On the 18th of January, I had the opportunity to have dinner with and attend the lecture of Professor Janina Ramirez when she was visiting my school.


Ramirez is most well known by the general public for her BBC documentaries, such as Raiders of the Lost Past with Janina Ramirez (2019) in which she explores topics ranging from Tutankhamen to Vikings.


She also has written multiple books. Like the name suggests, The Private Lives of The Saints: Power, Passion and Politics in Angelo-Saxon England looks beyond the title of Saint and provides a fascinating approach to near mythical people. While not English, we had a great discussion over Saint Olga of Kiev, and her horrifically fascinating war tactics before her Sainthood. She also wrote the book Femina, where she explores the influence of women in the Middle Ages. As she told us in the talk, and is written in the book itself, the word Femina was used in libraries and archives to mark books written by women, as to signal which books should be destroyed or struck from the records. She found satisfaction from reclaiming this word for a book elaborating on the powerful impact of women.

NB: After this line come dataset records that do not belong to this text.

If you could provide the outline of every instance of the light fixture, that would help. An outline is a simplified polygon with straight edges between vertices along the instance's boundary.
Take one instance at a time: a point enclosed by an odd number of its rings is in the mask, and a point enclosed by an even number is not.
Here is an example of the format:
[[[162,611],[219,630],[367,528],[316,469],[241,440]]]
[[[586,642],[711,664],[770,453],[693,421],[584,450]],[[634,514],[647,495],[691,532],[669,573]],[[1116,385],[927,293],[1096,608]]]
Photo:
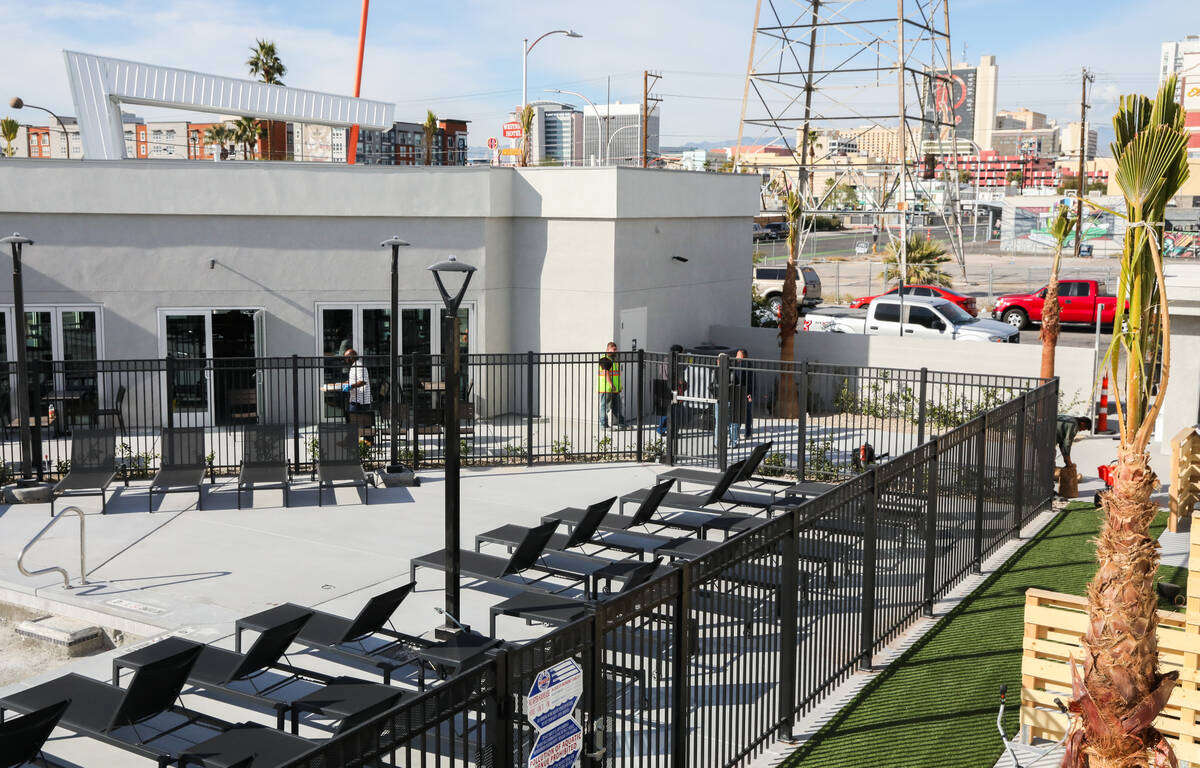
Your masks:
[[[674,259],[675,261],[682,262],[684,264],[687,264],[687,262],[688,262],[687,258],[684,256],[672,256],[671,258]]]
[[[471,282],[471,275],[475,274],[475,267],[470,264],[464,264],[458,260],[458,257],[451,254],[446,257],[445,261],[439,261],[437,264],[431,264],[429,271],[433,273],[434,282],[437,283],[438,292],[442,294],[442,301],[446,305],[446,309],[451,313],[458,311],[458,305],[462,303],[463,294],[467,292],[467,284]],[[454,296],[446,290],[446,286],[442,283],[442,273],[461,272],[466,276],[463,278],[462,287],[458,289],[458,293]]]

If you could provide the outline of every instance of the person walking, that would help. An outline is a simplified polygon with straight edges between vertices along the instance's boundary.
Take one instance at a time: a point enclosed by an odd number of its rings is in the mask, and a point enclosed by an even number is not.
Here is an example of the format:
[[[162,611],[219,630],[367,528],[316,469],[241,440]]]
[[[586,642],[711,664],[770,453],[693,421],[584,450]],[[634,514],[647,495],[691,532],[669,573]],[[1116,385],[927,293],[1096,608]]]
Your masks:
[[[734,359],[745,360],[746,350],[739,349],[734,353]],[[742,364],[743,367],[734,368],[733,374],[730,377],[731,383],[735,387],[739,387],[741,392],[746,393],[746,439],[749,440],[754,434],[754,369]],[[737,427],[734,419],[729,420],[729,442],[734,447],[738,444],[739,436],[735,432]]]
[[[600,395],[600,428],[608,429],[608,412],[612,411],[613,426],[625,428],[621,411],[621,362],[617,359],[616,342],[608,342],[596,372],[596,392]]]
[[[350,366],[346,383],[342,384],[342,391],[349,394],[346,403],[346,421],[349,422],[350,414],[371,410],[371,378],[367,374],[367,366],[358,356],[354,347],[348,348],[342,355],[342,359]]]
[[[739,349],[734,353],[735,360],[745,360],[746,350]],[[730,366],[729,368],[729,402],[720,402],[720,385],[714,378],[709,385],[709,396],[715,398],[718,408],[727,408],[728,413],[726,418],[729,421],[729,447],[737,448],[741,438],[741,422],[746,422],[746,436],[750,436],[750,397],[751,389],[754,384],[754,373],[748,368],[738,368]],[[743,408],[745,409],[743,411]],[[720,418],[717,414],[713,415],[713,441],[719,442],[721,439],[720,433]]]

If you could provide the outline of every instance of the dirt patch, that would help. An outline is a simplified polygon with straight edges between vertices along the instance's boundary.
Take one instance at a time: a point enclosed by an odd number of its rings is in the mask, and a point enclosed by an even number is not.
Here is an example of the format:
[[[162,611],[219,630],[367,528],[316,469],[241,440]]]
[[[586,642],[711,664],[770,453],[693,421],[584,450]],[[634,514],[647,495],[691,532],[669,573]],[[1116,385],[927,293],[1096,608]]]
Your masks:
[[[75,660],[60,650],[17,634],[17,626],[21,622],[46,615],[44,611],[31,611],[20,606],[0,603],[0,687],[49,672]],[[104,630],[104,637],[103,647],[95,653],[103,653],[110,648],[140,640],[107,629]]]

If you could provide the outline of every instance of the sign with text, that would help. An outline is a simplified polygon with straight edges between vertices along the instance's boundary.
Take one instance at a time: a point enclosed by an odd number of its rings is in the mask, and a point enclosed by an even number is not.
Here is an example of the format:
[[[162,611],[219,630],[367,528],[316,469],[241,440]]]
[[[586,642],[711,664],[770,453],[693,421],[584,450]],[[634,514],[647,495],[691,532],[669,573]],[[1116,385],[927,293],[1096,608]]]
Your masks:
[[[505,123],[504,124],[504,138],[506,138],[506,139],[521,138],[521,124],[520,123]]]
[[[520,157],[521,153],[522,150],[520,147],[505,147],[504,149],[500,150],[500,154],[511,155],[513,157]]]
[[[495,136],[488,139],[488,149],[495,149],[498,146],[500,146],[500,142],[496,139]]]
[[[949,141],[951,133],[960,139],[975,135],[976,76],[975,67],[925,72],[921,88],[923,140]]]
[[[529,768],[571,768],[583,751],[583,728],[573,717],[538,734],[529,752]]]
[[[574,659],[560,661],[534,678],[525,700],[526,716],[534,728],[544,731],[570,717],[582,695],[583,670]]]

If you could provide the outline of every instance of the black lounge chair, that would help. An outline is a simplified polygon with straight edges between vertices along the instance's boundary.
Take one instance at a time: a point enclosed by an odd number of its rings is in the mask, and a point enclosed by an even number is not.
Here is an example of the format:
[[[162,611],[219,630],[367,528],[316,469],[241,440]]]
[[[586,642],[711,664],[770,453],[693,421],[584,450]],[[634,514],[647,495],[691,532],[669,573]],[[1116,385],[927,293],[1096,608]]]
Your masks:
[[[629,572],[625,583],[615,594],[629,592],[645,584],[658,571],[661,563],[661,557],[656,557],[648,563],[639,563],[637,568]],[[489,634],[492,637],[496,636],[497,616],[518,616],[528,621],[562,626],[583,618],[594,604],[594,601],[579,597],[522,592],[492,606]]]
[[[546,544],[549,543],[550,537],[554,535],[554,529],[557,527],[558,521],[551,520],[550,522],[530,528],[529,532],[521,539],[521,543],[513,549],[510,557],[496,557],[495,555],[480,554],[470,549],[460,549],[458,551],[459,572],[462,576],[468,578],[492,581],[507,584],[511,587],[532,589],[539,592],[560,591],[538,584],[538,582],[549,576],[563,576],[582,583],[584,580],[579,578],[577,574],[555,572],[538,564],[542,553],[546,549]],[[410,574],[414,582],[417,580],[417,568],[422,567],[433,568],[437,571],[445,570],[446,550],[439,549],[436,552],[430,552],[427,555],[415,557],[409,561]],[[525,578],[522,574],[531,569],[540,570],[543,572],[543,575],[536,579]]]
[[[0,722],[0,768],[17,768],[39,758],[44,761],[42,745],[70,705],[67,700],[47,704],[28,715]]]
[[[166,766],[175,760],[174,751],[165,745],[161,748],[153,746],[151,742],[155,739],[193,724],[216,730],[223,730],[228,725],[174,703],[201,650],[197,645],[143,666],[134,673],[128,688],[74,673],[63,675],[0,699],[0,715],[8,709],[32,713],[67,701],[59,720],[61,727]],[[174,723],[166,732],[143,735],[147,721],[166,714],[182,718],[183,722]],[[125,733],[127,727],[129,732]]]
[[[297,693],[293,689],[293,695],[289,698],[285,688],[297,682],[324,686],[338,679],[333,675],[297,669],[280,662],[284,652],[300,633],[300,628],[311,616],[311,612],[299,614],[263,630],[250,646],[250,650],[244,654],[212,645],[201,645],[200,655],[188,673],[187,681],[217,698],[274,709],[278,727],[282,730],[284,714],[291,707],[292,700],[312,692],[311,686],[301,686],[304,690]],[[116,670],[123,664],[144,666],[147,662],[178,653],[192,645],[196,644],[190,640],[170,637],[121,656],[113,668]],[[267,673],[276,671],[286,674],[265,677]],[[114,679],[113,684],[116,682]],[[385,688],[384,692],[388,695],[396,693],[397,696],[393,698],[398,698],[399,695],[399,691],[392,689]]]
[[[242,489],[256,485],[278,485],[283,489],[283,506],[288,506],[291,465],[287,460],[287,427],[283,424],[247,424],[242,430],[242,469],[238,473],[237,505],[242,508]]]
[[[322,505],[325,486],[332,489],[335,483],[361,485],[363,503],[370,503],[358,449],[358,427],[353,424],[317,425],[317,506]]]
[[[108,511],[104,492],[117,476],[117,436],[107,429],[76,429],[71,434],[71,471],[54,486],[50,497],[50,514],[54,502],[68,493],[76,496],[100,495],[100,513]]]
[[[204,427],[175,427],[163,430],[162,466],[150,481],[146,502],[154,511],[154,491],[162,493],[196,489],[196,509],[204,503]]]
[[[776,503],[774,497],[760,496],[751,498],[745,494],[739,494],[736,498],[730,495],[730,488],[737,482],[737,479],[742,476],[742,471],[746,467],[746,459],[735,462],[729,465],[722,474],[720,480],[713,484],[713,487],[702,493],[668,493],[660,502],[661,506],[668,509],[682,509],[689,512],[713,512],[721,513],[725,510],[721,509],[721,505],[727,506],[746,506],[758,507],[770,511],[772,505]],[[622,494],[620,497],[620,506],[624,510],[627,502],[644,501],[654,490],[651,488],[640,488],[631,493]],[[710,507],[716,507],[709,509]]]
[[[758,471],[759,466],[767,458],[767,454],[771,450],[774,443],[768,441],[757,445],[754,450],[750,451],[750,455],[746,457],[745,463],[742,466],[742,471],[734,478],[734,483],[749,483],[759,482],[754,477],[754,473]],[[669,469],[658,476],[659,480],[674,480],[679,490],[683,490],[684,483],[692,483],[693,485],[716,485],[721,482],[725,476],[724,472],[715,469],[700,469],[698,467],[675,467]]]
[[[390,682],[393,670],[410,663],[414,650],[429,644],[388,626],[392,614],[415,587],[415,583],[405,584],[375,595],[353,619],[295,603],[277,605],[238,619],[234,647],[241,650],[245,630],[263,632],[280,623],[307,616],[309,618],[301,625],[295,642],[352,662],[375,664],[383,670],[384,682]]]

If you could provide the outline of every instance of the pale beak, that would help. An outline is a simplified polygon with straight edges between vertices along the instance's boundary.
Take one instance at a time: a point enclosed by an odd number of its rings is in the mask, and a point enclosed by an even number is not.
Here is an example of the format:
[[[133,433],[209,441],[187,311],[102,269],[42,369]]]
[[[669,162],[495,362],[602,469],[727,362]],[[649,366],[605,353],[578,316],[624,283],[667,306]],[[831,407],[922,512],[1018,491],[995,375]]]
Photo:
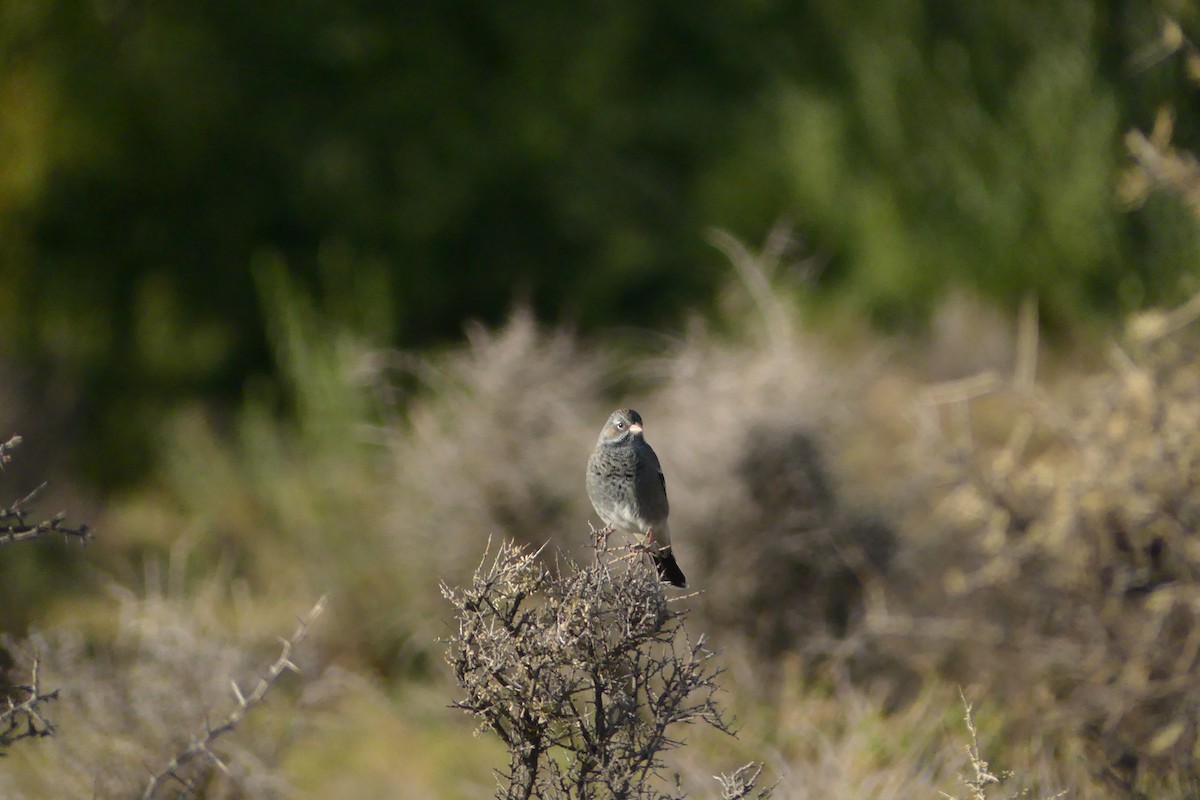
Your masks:
[[[641,425],[638,425],[636,422],[630,423],[630,425],[629,425],[629,432],[630,432],[630,433],[641,433],[641,432],[642,432],[642,426],[641,426]]]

She boasts an impressive resume of being a Research Fellow in History of Art at University of Oxford, an Honorary Visiting Fellow at the Department of History of Art at the University of York and a Visiting Professorship in Medieval Studies at the University of Lincoln. She actually got the email about her professorship after our meal, announcing it with ecstatic exclamation. 


In the talk itself, Ramirez told the audience, made up of sixth form students, about the historical significance of women of the past, showing photos from discoveries and of artefacts. She was able to convey extremely complicated topics in an digestible form. 


Ramirez was an extremely engaging speaker with a clear passion for the subject matter; she was even nice enough to sign my copy of Feminia!